Search code examples
pythonscaleminmax

How to find the number of rows and columns in a MinMaxScaler object?


I made a dataframe of a csv file and passed it into train_test_split and then used MinMaxScaler to scale the whole X and Y dataframes but now I want to know the basic number of rows and columns but can't.

df=pd.read_csv("cancer_classification.csv")
from sklearn.model_selection import train_test_split
X = df.drop("benign_0__mal_1",axis=1).values
y = df["benign_0__mal_1"].values
X_train, X_test, y_train, y_test = train_test_split(X, y, test_size=0.33, random_state=42)
from sklearn.preprocessing import MinMaxScaler
scaler = MinMaxScaler()
X_train = scaler.fit(X_train)
X_test = scaler.fit(X_test)
X_train.shape

this is throwing the following error

AttributeError Traceback (most recent call last) in () ----> 1 X_train.shape

AttributeError: 'MinMaxScaler' object has no attribute 'shape'

I read the documentation and was able to find the number of rows using scale_ but not to find the columns. this is how the answer should look like but I was not able to find an attribute that can help enter image description here


Solution

  • MinMaxScaler is an object that can fit itself to certain data and also transform that data.
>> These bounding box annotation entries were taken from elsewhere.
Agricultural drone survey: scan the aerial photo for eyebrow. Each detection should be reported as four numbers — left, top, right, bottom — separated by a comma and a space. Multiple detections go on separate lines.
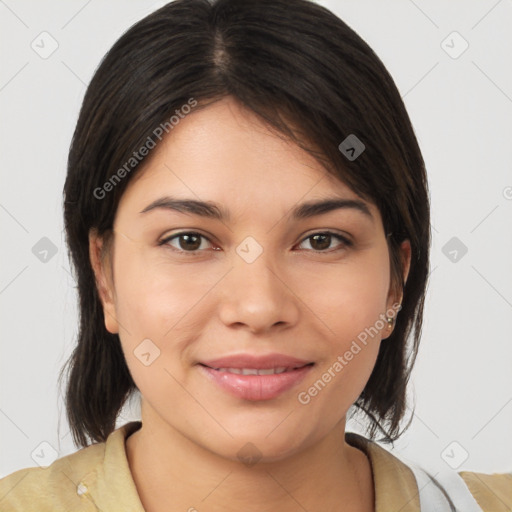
139, 196, 374, 222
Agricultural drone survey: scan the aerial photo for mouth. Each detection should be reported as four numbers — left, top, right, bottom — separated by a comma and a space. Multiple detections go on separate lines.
199, 363, 315, 375
198, 354, 315, 401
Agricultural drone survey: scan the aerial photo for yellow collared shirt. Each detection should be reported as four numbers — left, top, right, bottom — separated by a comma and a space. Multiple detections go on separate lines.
0, 421, 512, 512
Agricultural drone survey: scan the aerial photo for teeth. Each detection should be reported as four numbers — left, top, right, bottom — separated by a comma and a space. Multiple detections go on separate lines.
215, 366, 293, 375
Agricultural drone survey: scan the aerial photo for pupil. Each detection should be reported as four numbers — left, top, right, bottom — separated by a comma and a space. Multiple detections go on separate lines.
180, 235, 201, 249
311, 234, 331, 249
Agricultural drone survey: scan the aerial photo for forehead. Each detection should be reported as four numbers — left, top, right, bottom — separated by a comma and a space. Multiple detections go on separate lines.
120, 97, 376, 221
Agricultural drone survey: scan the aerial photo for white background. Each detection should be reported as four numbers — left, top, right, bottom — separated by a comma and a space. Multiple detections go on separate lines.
0, 0, 512, 476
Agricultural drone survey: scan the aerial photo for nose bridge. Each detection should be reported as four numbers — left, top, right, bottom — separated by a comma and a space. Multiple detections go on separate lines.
220, 237, 298, 331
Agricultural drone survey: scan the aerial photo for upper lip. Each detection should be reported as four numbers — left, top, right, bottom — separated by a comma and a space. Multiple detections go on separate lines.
200, 354, 312, 370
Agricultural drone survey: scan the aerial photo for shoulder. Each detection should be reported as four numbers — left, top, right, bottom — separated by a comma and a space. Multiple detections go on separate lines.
459, 471, 512, 512
0, 436, 105, 512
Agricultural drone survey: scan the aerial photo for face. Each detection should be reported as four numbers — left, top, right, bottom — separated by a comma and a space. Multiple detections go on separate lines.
90, 94, 409, 460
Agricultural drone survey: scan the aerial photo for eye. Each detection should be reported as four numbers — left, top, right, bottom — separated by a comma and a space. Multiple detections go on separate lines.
158, 231, 352, 255
158, 231, 216, 254
300, 231, 352, 252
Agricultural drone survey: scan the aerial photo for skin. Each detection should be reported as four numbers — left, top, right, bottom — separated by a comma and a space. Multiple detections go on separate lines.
90, 97, 410, 512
There are

    • The fit method fits the scaler's parameters to that data. It then returns the MinMaxScaler object
    • The transforms method transforms data based on the scaler's fitted parameters. It then returns the transformed data.
    • The fit_transform method first fits the scaler to that data, then transforms it and returns the transformed version of the data.
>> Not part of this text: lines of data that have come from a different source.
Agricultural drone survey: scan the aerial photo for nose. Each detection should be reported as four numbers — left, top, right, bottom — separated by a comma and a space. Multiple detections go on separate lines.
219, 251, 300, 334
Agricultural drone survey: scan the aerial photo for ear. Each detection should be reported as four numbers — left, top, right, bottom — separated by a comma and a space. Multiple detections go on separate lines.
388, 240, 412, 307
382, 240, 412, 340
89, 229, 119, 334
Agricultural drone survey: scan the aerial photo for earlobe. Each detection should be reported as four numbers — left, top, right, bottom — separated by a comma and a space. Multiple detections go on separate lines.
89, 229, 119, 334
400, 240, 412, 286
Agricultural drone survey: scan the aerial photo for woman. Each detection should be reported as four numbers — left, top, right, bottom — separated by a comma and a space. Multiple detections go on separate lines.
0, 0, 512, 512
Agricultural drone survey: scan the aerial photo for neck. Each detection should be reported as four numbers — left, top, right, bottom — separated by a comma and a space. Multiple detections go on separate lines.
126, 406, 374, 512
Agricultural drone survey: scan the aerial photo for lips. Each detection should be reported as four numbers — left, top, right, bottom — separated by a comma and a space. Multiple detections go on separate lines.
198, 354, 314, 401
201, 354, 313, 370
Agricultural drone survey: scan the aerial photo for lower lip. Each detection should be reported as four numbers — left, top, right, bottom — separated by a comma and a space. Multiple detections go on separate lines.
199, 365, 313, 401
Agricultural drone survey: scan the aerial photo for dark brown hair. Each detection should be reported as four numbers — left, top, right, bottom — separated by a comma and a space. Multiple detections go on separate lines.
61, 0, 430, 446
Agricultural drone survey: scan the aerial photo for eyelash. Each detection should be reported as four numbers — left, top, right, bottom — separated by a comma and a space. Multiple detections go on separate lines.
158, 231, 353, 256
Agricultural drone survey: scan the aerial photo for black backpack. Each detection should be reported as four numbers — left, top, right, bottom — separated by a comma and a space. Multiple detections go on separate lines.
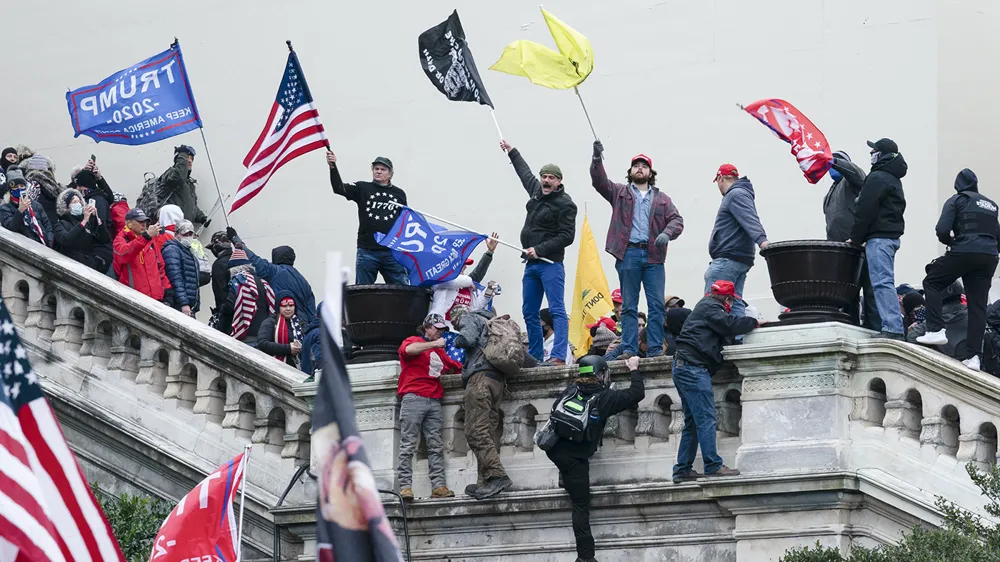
549, 384, 601, 443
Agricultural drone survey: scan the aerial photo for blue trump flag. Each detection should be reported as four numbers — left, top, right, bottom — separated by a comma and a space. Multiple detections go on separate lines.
66, 42, 201, 145
375, 207, 486, 287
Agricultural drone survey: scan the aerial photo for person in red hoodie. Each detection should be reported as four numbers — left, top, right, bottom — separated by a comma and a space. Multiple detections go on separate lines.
114, 209, 166, 301
396, 314, 462, 500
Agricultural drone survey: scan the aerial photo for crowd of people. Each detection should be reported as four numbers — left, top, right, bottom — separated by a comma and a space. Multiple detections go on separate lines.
0, 132, 1000, 562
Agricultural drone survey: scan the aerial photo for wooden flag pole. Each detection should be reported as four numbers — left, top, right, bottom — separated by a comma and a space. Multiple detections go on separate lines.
389, 201, 553, 263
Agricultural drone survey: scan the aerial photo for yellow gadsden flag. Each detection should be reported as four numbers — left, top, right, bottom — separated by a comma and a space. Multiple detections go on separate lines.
569, 215, 614, 358
490, 9, 594, 90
    In your example, you are treating the MinMaxScaler object itself as the data! (see 1st bullet point)

    The same MinMaxScaler shouldn't be fitted twice on different dataset since its internal values will be changed. You should never fit a minmaxscaler on the test dataset since that's a way of leaking test data into your model. What you should be doing is fit_transform() on the training data and transform() on the test data.

    The answer here may also help this explanation: fit-transform on training data and transform on test data

    When you call StandardScaler.fit(X_train), what it does is calculate the mean and variance from the values in X_train. Then calling .transform() will transform all of the features by subtracting the mean and dividing by the variance. For convenience, these two function calls can be done in one step using fit_transform().

    The reason you want to fit the scaler using only the training data is because you don't want to bias your model with information from the test data.

    If you fit() to your test data, you'd compute a new mean and variance for each feature. In theory these values may be very similar if your test and train sets have the same distribution, but in practice this is typically not the case.

    Instead, you want to only transform the test data by using the parameters computed on the training data.